Wuehrer House is a blank canvas for its art collector owners in the Hamptons

Wuehrer House is nestled in a quiet and secluded site within Stony Hill Forest in New York’s Hamptons, surrounded by white oaks and the occasional pitch pine. It is the work of Paris-born and New York-based architect Jerome Engelking. He envisioned the space as a permanent summer residence for his Austrian parents-in-law, who spent years renting holiday homes on the East Coast.
‘I suggested we looked for an undeveloped piece of land, so we could design and build something bare and simple, open yet intimate, and closer to their European construction standards', Engelking explains.

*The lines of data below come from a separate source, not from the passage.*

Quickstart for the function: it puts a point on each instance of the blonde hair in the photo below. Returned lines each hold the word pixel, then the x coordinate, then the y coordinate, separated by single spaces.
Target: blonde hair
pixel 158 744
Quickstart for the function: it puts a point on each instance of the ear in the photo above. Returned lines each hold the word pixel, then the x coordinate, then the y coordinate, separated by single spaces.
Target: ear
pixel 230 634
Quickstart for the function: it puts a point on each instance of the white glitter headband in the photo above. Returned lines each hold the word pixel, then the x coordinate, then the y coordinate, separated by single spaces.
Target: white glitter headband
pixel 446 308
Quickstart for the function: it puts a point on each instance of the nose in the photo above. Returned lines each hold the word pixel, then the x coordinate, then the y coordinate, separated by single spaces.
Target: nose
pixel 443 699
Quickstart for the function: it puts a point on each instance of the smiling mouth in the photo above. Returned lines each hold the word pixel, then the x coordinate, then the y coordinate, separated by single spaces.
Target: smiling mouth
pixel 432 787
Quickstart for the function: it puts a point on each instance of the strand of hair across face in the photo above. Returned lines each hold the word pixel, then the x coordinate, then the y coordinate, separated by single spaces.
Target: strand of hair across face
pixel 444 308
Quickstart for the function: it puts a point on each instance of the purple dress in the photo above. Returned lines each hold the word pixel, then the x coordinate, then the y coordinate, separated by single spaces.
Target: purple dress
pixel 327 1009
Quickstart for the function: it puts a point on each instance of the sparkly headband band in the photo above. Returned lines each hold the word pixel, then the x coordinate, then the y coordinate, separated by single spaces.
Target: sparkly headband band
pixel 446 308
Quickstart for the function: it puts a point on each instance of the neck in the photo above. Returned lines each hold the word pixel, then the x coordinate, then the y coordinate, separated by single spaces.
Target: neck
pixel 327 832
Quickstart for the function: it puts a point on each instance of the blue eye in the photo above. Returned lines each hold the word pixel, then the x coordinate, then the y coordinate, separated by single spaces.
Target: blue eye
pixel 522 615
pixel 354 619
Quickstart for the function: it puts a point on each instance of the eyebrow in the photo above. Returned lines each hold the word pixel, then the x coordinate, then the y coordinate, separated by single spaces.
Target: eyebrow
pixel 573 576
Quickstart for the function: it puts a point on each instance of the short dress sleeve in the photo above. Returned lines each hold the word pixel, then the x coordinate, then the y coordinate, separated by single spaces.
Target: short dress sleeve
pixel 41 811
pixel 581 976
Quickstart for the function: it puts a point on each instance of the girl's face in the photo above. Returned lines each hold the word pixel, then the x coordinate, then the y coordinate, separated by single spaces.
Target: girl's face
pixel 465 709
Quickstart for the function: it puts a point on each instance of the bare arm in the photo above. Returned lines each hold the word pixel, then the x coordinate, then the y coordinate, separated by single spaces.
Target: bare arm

The house is built around a unique and repetitive model, though a simple and discreet geometrical structure. A set of imposing floor-to-ceiling glass walls are lined along three of the building’s facades, setting no boundaries with the surrounding nature and conceiving natural light as a defining element. ‘I have always had a fascination for glass and its transparency,' Engelking says, ‘when you are inside a space you won’t be looking at walls, but directly at the surrounding nature.'
The simplicity of Engelking’s architecture is matched with a generally muted palette, minimal interiors and walls designed as simple blank slates, ready to accommodate future artwork (the tenants are also passionate collectors).
The home is fitted with a careful selection of furniture which blends contemporary with vintage; works of prominent European designers stand aside renowned 20th-century pieces, ranging from a Charlotte Perriand bench, to Isamu Noguchi floor lamps and chairs by Charles and Ray Eames.
‘The interiors were kept purposely simple and minimal,' Engelking says. ‘I tried to avoid loud formal gestures, and conceived a structure that is simple and generously open to the surrounding landscape'.